With a three in the fourth set up by one of Cotter's house-clearing highlight reel shots, Morris was up 6-1 and it looked like the 1-2 Page playoff game was over except for the handshake.
But Koe finally picked up a deuce in five off a miss on a half-rock double by Cotter and a steal in eight kept it going through nine, when Koe conceded after B.C. picked up one to make it 9-5.
"I struggled a bit, kind of the wrong side of the inch there tonight," said the Alberta skip, who won the Brier and a world championship in 2010.
"Obviously they weren't missing much so we were in trouble when we weren't playing our best."
Alberta also dropped their last round-robin game to Quebec Friday, which cost them the hammer in the evening 1-2 Page playoff game and got B.C. into the game.
B.C., Manitoba and Alberta all finished at 9-2 and a tiebreaking formula was used to rank them. Had Alberta beat Quebec, they would have faced Manitoba.
Alberta will now have to play the winner of the Manitoba-Quebec 3-4 game Saturday. The winner of that semifinal will face Morris Sunday in the final.
"Today wasn't our day but fortunately we put ourselves in a position where we have another life," Koe said. "We've done well in the semis at the Brier before."
The last B.C. rink to win the Brier was Greg McAulay in 2000, who went on to become world champion that year. Coincidentally, Both McAulay and Morris were born in Winnipeg.
Earlier Friday, within the span of a minute or two, Saskatchewan was out and Quebec was in the playoffs, and only partly because of Jean-Michel Menard's 7-5 upset win over Alberta.
Even with Quebec's victory, Saskatchewan skip Steve Laycock was up one with the hammer and had an open draw against three to beat New Brunswick and force Menard into a tiebreaker. Laycock was heavy with the final stone and it proved costly.
"We knew that we had to win," said Laycock. "We knew it was in our control to try and get in that tiebreaker and just didn't finish that game out, a really poor last end."
Saskatchewan finished at 6-5, tied with Newfoundland and Labrador's Brad Gushue and New Brunswick's Jamie Grattan. Had Menard lost, there could have been a four-way tie for fourth place and a round of afternoon tiebreakers.
Instead he'll now get to play Manitoba's Jeff Stoughton Saturday in the 3-4 Page playoff game.
Stoughton took it in stride, although Alberta's loss also cost him the spot in the 1-2 game.

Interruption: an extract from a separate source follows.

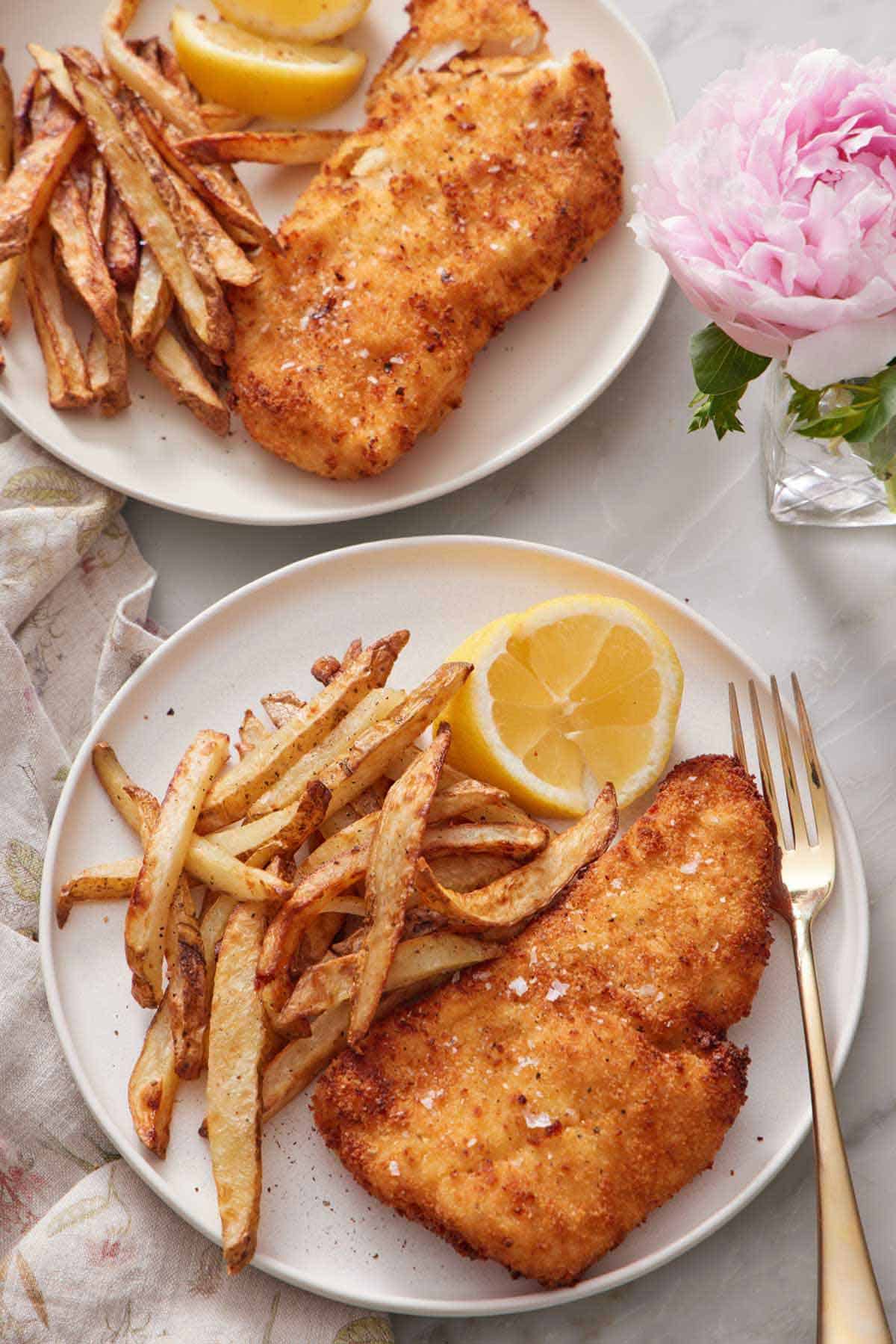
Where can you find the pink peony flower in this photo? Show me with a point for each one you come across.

"Quebec's a great team and Kevin's team just wasn't quite as sharp as they had been all week and Quebec got them, so we get to play Quebec now," said Stoughton, a three-time Brier winner and two-time world champion.

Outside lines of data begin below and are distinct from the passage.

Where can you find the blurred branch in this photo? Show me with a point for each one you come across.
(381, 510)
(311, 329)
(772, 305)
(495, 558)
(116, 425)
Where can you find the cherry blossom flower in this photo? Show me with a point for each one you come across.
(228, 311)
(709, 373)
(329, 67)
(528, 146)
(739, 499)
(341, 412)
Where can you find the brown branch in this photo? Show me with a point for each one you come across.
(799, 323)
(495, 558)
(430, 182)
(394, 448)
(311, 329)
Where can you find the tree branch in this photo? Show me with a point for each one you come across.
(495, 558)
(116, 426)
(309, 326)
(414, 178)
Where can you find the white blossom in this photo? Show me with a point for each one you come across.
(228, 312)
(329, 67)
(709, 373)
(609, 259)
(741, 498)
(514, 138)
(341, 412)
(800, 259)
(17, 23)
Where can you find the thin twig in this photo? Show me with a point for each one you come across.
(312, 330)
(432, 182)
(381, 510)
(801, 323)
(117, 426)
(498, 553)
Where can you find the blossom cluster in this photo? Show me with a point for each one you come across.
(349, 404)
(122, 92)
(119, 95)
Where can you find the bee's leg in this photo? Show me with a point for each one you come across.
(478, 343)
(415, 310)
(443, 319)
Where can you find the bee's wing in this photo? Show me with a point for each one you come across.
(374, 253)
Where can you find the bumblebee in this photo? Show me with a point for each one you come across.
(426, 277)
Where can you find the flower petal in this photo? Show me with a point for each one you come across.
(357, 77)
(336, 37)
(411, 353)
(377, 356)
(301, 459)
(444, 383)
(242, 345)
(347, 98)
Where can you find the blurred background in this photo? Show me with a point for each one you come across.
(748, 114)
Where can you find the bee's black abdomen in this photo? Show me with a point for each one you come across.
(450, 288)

"It's good though, because they beat us earlier so we can get a little revenge on them at this game."
Menard, the 2006 champion who's making his fifth Brier appearance for Quebec, was 7-4, although he also beat each of the top three teams in the round robin.
"Our goal was to make it to the playoffs and there you never know what's going to happen ... if there's still some magic in our bag we'll try to use it," he said.

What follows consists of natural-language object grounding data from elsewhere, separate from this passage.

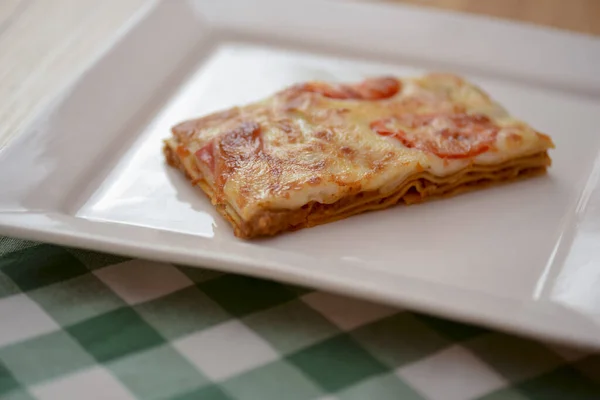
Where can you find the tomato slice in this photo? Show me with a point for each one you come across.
(450, 136)
(369, 89)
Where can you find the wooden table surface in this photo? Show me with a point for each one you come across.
(45, 43)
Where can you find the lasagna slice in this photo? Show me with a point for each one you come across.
(319, 152)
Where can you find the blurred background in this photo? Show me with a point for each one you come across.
(45, 43)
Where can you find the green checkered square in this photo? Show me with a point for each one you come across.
(560, 384)
(213, 392)
(94, 260)
(8, 383)
(7, 286)
(515, 358)
(506, 394)
(272, 382)
(44, 358)
(337, 363)
(18, 395)
(291, 326)
(241, 295)
(10, 245)
(385, 387)
(39, 266)
(76, 299)
(182, 312)
(158, 373)
(115, 334)
(399, 339)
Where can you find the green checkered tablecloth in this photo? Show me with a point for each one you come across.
(81, 325)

Menard seemed in control throughout the game and got a boost with a three-point end in the fifth. Koe, who was solid all week, finished with a 76 per cent rating and his teammates struggled as well.
Prince Edward Island's Eddie MacKenzie (4-7) finished the round robin with an 11-7 win over Jamie Koe of Northwest Territories/Yukon (3-8).
Ontario's Greg Balsdon (5-6) capped his Brier debut with a 9-6 win over Jamie Murphy's winless Nova Scotia team (0-11). Northern Ontario was also well back at 2-9.